MarcF, you retube into new empty tubes.
I have never known of anyone putting paint back into the tube from which it was squished out of, you get the empty tubes at Jerry's or somewhere and stick it in the open butt end, tamp it upside down, and then crimp it down.

contumacious
04-12-2019, 07:16 AM
I only use solvent. Far less is needed to loosen stiff paint, it works faster, and it works better than oil. Adding oil dilutes the paint and lowers the pigment to oil ratio a lot more than solvent, you want tube paint to be your concentrated stock, not a dilution.


Some folks don't want to use solvent so that is not an option for them, otherwise I would say that solvent is a good solution to consider / test. I haven't seen any problems with the pigment to binder ratio due to the very small amount of oil needed to loosen up the paint. It doesn't take much to do the trick. Adding a few drops of oil to an entire tube of paint doesn't change the ratio very much - less than 0.5% oil added by volume most of the time is sufficient, unless the paint is really stiff. For those stiffer paints a bit of solvent and oil can be an option if you are concerned about adding more than 1/2% by volume of oil. Walnut Oil from my experience slows the hardening of older paints better than Linseed Oil or solvent plus the paint stays wet longer on the palette with the oil. I have some very old W&N Alkyds that were starting to solidify that have stayed just right in syringes for several years now using a very small amount of Walnut Oil.
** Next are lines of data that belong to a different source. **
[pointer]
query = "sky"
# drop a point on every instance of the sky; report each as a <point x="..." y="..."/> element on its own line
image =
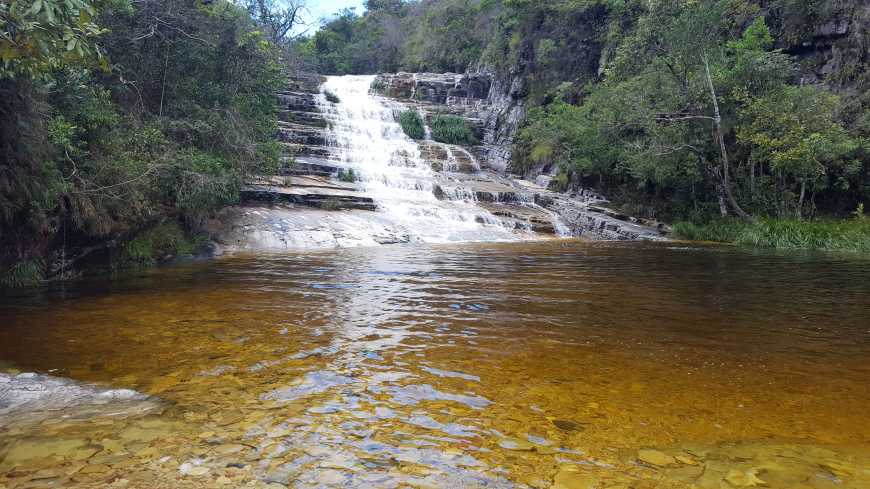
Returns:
<point x="325" y="8"/>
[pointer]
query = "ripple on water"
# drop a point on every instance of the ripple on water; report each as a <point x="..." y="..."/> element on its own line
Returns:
<point x="312" y="383"/>
<point x="409" y="395"/>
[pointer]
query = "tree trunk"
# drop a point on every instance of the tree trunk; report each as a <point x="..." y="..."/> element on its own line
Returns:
<point x="720" y="138"/>
<point x="751" y="178"/>
<point x="800" y="209"/>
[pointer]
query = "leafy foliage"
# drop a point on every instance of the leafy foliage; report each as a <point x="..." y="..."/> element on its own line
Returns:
<point x="451" y="130"/>
<point x="645" y="132"/>
<point x="412" y="124"/>
<point x="848" y="235"/>
<point x="114" y="116"/>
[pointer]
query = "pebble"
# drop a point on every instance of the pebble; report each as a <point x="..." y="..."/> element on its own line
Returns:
<point x="739" y="478"/>
<point x="95" y="469"/>
<point x="655" y="457"/>
<point x="571" y="479"/>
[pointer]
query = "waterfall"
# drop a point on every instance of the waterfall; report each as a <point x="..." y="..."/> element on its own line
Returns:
<point x="365" y="137"/>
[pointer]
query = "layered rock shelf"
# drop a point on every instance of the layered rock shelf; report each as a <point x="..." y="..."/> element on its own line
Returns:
<point x="307" y="204"/>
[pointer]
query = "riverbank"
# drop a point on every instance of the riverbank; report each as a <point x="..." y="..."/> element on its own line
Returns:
<point x="825" y="235"/>
<point x="578" y="364"/>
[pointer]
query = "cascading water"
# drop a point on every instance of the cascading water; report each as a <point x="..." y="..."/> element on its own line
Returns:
<point x="365" y="137"/>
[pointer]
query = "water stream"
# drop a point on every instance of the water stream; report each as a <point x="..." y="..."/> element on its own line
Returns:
<point x="554" y="364"/>
<point x="366" y="138"/>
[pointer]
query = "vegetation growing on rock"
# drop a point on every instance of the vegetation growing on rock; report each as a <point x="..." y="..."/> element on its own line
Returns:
<point x="412" y="124"/>
<point x="451" y="130"/>
<point x="116" y="115"/>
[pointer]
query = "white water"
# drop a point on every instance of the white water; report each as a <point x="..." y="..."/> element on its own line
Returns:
<point x="367" y="139"/>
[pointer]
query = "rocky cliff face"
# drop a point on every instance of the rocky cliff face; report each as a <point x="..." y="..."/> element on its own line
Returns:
<point x="495" y="107"/>
<point x="313" y="204"/>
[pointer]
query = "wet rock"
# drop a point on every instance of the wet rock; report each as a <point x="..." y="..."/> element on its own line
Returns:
<point x="655" y="457"/>
<point x="570" y="478"/>
<point x="516" y="444"/>
<point x="685" y="460"/>
<point x="566" y="425"/>
<point x="95" y="469"/>
<point x="748" y="478"/>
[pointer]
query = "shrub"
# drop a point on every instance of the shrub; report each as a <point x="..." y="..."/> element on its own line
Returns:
<point x="412" y="124"/>
<point x="347" y="175"/>
<point x="451" y="130"/>
<point x="852" y="235"/>
<point x="331" y="97"/>
<point x="27" y="273"/>
<point x="149" y="247"/>
<point x="331" y="204"/>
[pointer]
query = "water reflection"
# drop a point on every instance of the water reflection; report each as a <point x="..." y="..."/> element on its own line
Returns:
<point x="527" y="365"/>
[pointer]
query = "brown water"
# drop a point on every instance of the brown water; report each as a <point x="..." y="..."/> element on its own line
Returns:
<point x="554" y="364"/>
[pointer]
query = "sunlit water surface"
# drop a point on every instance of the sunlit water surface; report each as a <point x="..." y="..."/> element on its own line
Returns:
<point x="554" y="364"/>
I also prefer the texture of the loosened up paint that I get with Walnut Oil rather than solvent.

I would suggest trying both materials with small samplings so see which you prefer before doing this to a large number of tubes.

Ted Bunker
04-12-2019, 10:08 AM
How does one put paint back into a tube?

There's also the old house painter's trick; put the the reconstituted paint in a clean baby food bottle or those naglene backpackers storage jars with a layer of linseed oil on top to seal out the air ...just remember to pour-off the excess oil before using.

There's nothing that says paint has to be in tubes. As long as no solents were used to revitalize the paint first even a ziploc-type snack bag with the air squeezed out. Linseed and walnut oils are no different than cooking oils to food storage containers. For terps and OMS you might want to test to see if it might disolve the plastic, I know the Spike Lavender does eat into some plastics...

With WMO paints, I don't know if you can submerge then underwater to preserve them like traditional linseed oil paints.

MrsSellers
04-12-2019, 03:05 PM
I put paint back into tubes all the time. I put some on the tip of the palette knife and poke it into the hole. I can squeeze the sides of the tube and it'll usually suck it right in. If that doesn't work, I hold the tube upright in my fist and lightly pound the table so that the tube doesn't hit the table. Works almost every time and saves a ton of paint. It isn't tedious because I don't squeeze out a lot of paint at a time.

sidbledsoe
04-12-2019, 07:44 PM
Some folks don't want to use solvent so that is not an option for them, .

Yes, said "I use" and assumed that it would be a no brainer for the poster and they would know whether to use it or not.

I now know someone who squishes paint back into those little orifices, and does it all the time :lol: .

MarcF
04-12-2019, 09:18 PM
I knew it was something simple like that.